Pinging this address or using it in a web browser will not work, you need to do an nslookup on it.

If you do "nslookup reflect.mysqueezebox.com" every 30 seconds or so and monitor the returned IP address, and the theory above about the source of the problem is correct, the reflect address will occasionally change (probably no more often than once every 5 minutes).  By plugging these addresses into http://www.maxmind.com/app/locate_ip and looking at the GeoIP locations of them, the problem should become apparent (that your DNS requests appear to be moving cross-country from one request to the next at times).

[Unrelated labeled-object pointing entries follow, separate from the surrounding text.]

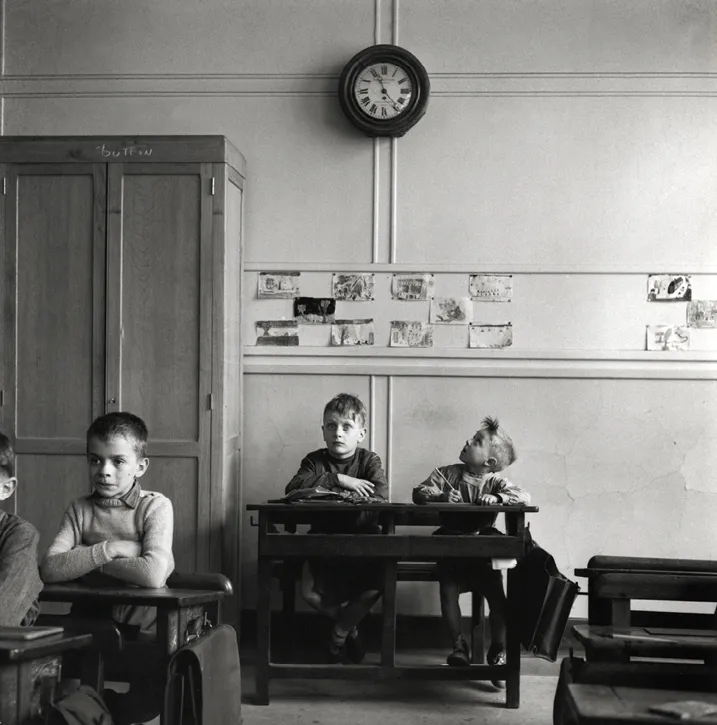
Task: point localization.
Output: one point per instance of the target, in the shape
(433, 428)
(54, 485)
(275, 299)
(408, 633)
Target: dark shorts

The short term fixup (assuming the above makes sense as the cause) for 7.4.1 is to have SP cache the IP it gets for the long-term connection and use that for the parallel short-term connections, so that it always uses one IP for all connections at any given time.  You should still do a fresh lookup every time the long-term connection is disconnected/reconnected.

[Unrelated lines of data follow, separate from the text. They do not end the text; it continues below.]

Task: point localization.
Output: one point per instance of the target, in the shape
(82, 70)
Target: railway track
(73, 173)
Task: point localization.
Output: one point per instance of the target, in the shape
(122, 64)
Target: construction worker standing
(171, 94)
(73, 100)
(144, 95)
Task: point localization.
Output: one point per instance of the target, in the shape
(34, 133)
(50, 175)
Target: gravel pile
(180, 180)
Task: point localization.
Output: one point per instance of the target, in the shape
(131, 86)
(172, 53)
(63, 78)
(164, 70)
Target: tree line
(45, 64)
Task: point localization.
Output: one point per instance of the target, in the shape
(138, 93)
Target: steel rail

The long term fix is already covered by some things being planned for altering the SN architecture to scale better, which as a side effect guarantees players/users persistently connecting to an assigned datacenter rather than connecting to a GeoIP-based guess at the closest available one.
Comment 10 Spies Steven 2009-10-07 22:36:03 UTC
Created attachment 6063 [details]
Log of nslookup and resulting GeoIP

This is a log of running nslookup on baby every 15 seconds or so over a short period of time.  It also includes GeoIP lookup of the resulting IP.  Notice that nslookup changed to a completely different IP five out of six consecutive tries at one point.  The result is that at any given moment MySb, as a result of GeoIP, thinks my player is in San Jose, CA or Marlton, NJ!
Comment 11 SVN Bot 2009-10-12 06:12:51 UTC
 == Auto-comment from SVN commit #7841 to the jive repo by tom ==
 == https://svn.slimdevices.com/jive?view=revision&revision=7841 ==

Fixed Bug: 14345
Description:
- cache chttp address so rhttp isn't on different host
Comment 12 Chris Owens 2009-10-12 10:17:04 UTC
*** Bug 14492 has been marked as a duplicate of this bug. ***
Comment 13 James Richardson 2009-10-22 11:23:40 UTC
This bug has been marked as fixed in the 7.4.1 release version of SqueezeBox
Server! 

Please see the Release Notes for all the details:
http://wiki.slimdevices.com/index.php/Release_Notes

If you haven't already, please download and install the new version from
http://www.logitechsqueezebox.com/support/download-squeezebox-server.html

If you are still experiencing this problem, feel free to reopen the bug with
your new comments and we'll have another look.